All Products
Search
Document Center

Platform For AI:Random Sampling

Last Updated:Jun 14, 2023

The Random Sampling component randomly samples the input data. You can specify the proportion or number of samples. The samples are independent of each other.

Configure the component

You can use one of the following methods to configure the Random Sampling component.

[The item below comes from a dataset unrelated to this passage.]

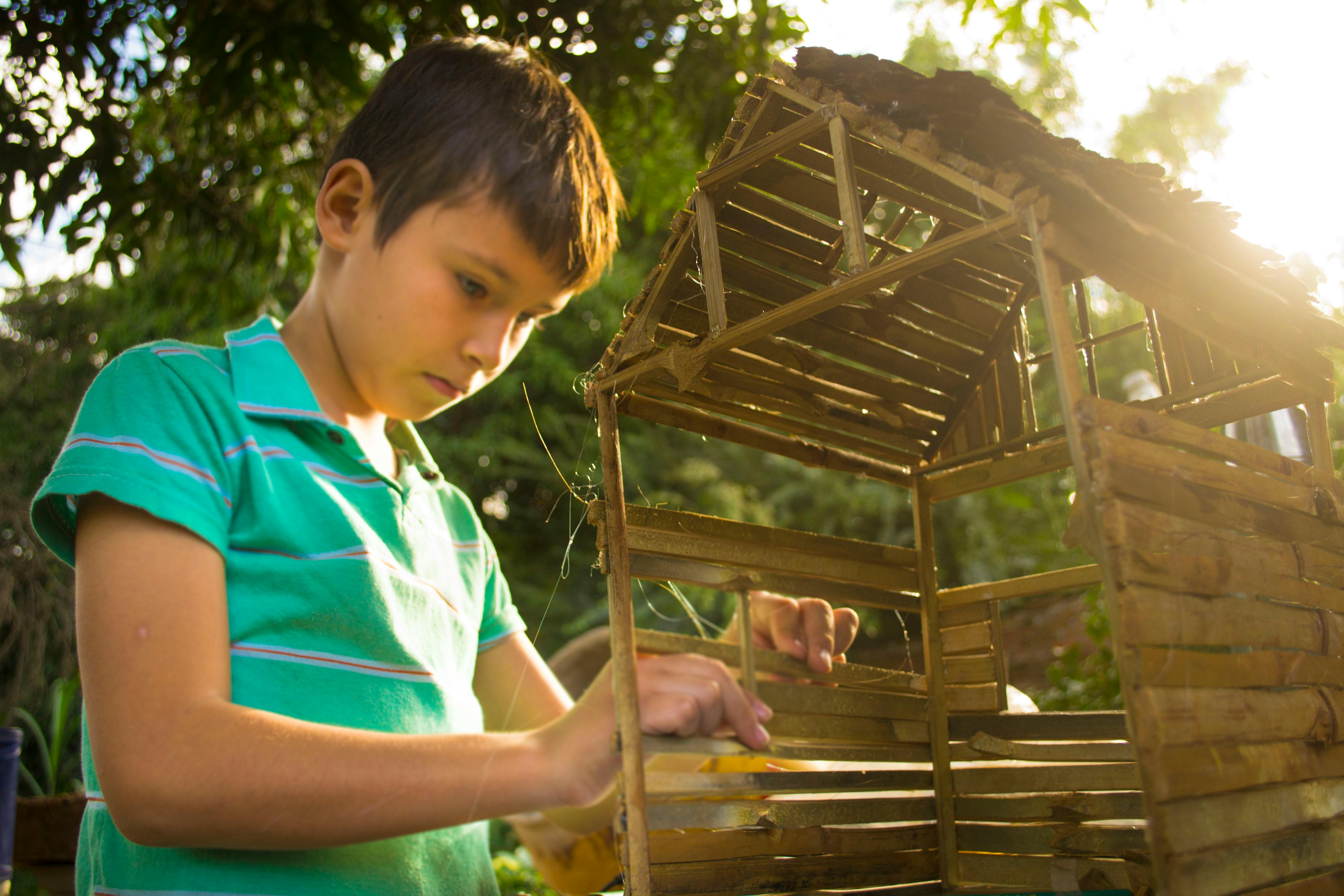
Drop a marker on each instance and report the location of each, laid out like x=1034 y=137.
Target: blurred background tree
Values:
x=176 y=147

Method 1: Configure the component on the pipeline page

Configure the component parameters on the pipeline page of Machine Learning Designer.

Tab

Parameter

Description

Parameters Setting

Sample Size

The value must be a positive integer.

Sampling Fraction

The value must be a floating-point number. Valid values: (0,1).

Sampling with Replacement

By default, this check box is not selected. If you select this check box, sampling with replacement is enabled.

Random Seed

By default, the system determines the value.

Tuning

Cores

The value must be a positive integer. By default, the system determines the value.

Memory Size per Core

The value must be a positive integer. Unit: MB. Valid values: (1,65536). By default, the system determines the value.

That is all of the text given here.